Nun muss ich mir aber Gedanken um was neues machen. Da durch die obigen Punkte (Haus, Kinder, Job) einerseits mein Gewicht zum Negativen verändert hat (spitze war 137, da bin ich allerdings schon wieder 25 Kilo von weg, Tendenz weiter fallend) und der Kontostand sich in die andere Richtung bewegt hat (das Bergwerk hat damals 6500 DM gekostet, was heute dem gleichen Betrag in Euro entsprechen dürfte) habe ich nicht mehr die Ressourcen für ein neues Bergwerk, wenn es die Kultschmiede noch geben würde...
Lange Rede, kurzer Sinn: Ich brauche was neues. mit H&S war ich immer zufrieden (auch das Bergwerk war von dort), tendiere ich sehr stark zu Radon.
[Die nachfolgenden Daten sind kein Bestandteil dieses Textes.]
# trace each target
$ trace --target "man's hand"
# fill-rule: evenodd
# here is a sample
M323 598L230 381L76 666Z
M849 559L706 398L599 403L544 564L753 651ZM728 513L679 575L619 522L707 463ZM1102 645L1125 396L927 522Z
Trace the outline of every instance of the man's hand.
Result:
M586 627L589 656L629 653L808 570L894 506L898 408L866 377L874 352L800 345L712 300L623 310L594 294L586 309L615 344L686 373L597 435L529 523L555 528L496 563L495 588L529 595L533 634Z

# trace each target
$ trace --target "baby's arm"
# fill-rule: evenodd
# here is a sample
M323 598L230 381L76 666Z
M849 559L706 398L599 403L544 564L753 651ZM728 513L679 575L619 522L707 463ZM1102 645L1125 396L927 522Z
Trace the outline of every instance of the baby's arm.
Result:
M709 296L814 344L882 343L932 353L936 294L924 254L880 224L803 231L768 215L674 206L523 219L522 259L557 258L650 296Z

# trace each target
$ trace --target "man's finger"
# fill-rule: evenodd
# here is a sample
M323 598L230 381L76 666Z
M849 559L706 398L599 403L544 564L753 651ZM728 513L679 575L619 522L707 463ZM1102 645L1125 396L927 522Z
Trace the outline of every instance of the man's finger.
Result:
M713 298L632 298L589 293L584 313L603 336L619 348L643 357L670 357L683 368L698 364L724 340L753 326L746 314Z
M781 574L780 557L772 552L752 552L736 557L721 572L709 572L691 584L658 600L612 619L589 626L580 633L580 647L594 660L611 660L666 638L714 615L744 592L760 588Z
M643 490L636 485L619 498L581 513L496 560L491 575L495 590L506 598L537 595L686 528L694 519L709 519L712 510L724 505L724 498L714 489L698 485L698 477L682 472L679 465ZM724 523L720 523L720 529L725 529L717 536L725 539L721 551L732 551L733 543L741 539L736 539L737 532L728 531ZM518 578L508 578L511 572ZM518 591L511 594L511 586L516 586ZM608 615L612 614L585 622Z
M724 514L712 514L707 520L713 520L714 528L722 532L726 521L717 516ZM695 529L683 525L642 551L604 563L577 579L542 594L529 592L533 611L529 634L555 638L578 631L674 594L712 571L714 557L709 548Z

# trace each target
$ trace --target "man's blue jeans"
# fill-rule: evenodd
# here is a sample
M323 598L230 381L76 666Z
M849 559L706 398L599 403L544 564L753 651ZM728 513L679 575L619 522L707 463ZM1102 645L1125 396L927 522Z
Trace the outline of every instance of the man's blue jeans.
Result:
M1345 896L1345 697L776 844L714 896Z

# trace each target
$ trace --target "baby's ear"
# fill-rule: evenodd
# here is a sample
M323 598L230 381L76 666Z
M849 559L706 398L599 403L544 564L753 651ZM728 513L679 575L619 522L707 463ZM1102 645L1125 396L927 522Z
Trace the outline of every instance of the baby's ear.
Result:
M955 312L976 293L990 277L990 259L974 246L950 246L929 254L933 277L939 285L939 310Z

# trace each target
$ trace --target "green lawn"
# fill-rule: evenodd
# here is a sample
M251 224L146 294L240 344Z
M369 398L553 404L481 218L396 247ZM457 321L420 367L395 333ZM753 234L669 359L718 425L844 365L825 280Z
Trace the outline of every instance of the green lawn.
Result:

Zwei Räder kommen aufgrund meines P&P (Profil und Portmonee) in Frage:

Slide 150 10.0 - Hammer Preis, Hammer Ausstattung, "Nachteil" 26", mir gefällt vor allem das Fahrwerk

Slide 130 26 9.0 - Guter Preis, etwas abfallende Ausstattung, aber mit 29" "Zukunftsfähig" da gefällt mir, ohne Probefahrt, das Fahrwerk bisher nicht so gut

Ich fahre 2-3 mal die Woche so um die 50-70 Kilometer und dabei ca. 400 HM (mehr gibt das Rheinland nicht her), viele Schotterautobahnen, Feldwege, Wald, gelegentlich Asphalt (wobei ich den nach Möglichkeit Meide), wenige Trails (was es so im Bereich der Braunkohlegebiete gibt), dafür muss ich dann immer ins Bergische Land, wo ich mich bis maximal S2 traue.. 

Kurzum: wenn ihr mit meinem Profil die Wahl zwischen beiden Rädern hättet, wie würdet ihr euch entscheiden (und fast wichtiger: warum)? (Ja, ich weiß, nichts ersetzt die Probefahrt, dazu will ich noch nach Bonn)

Ich hoffe, das ist hier im Herstellerforum richtig aufgehoben, da ich mich ja zwischen Radon und Radon entscheiden möchte.

Linus


----------



## Bierschinken88 (13. Juni 2014)

Hi,

in erster Linie ist das eine Frage der Anwendung.
Du schreibst "wenig Trails" ... "maximal bis S2".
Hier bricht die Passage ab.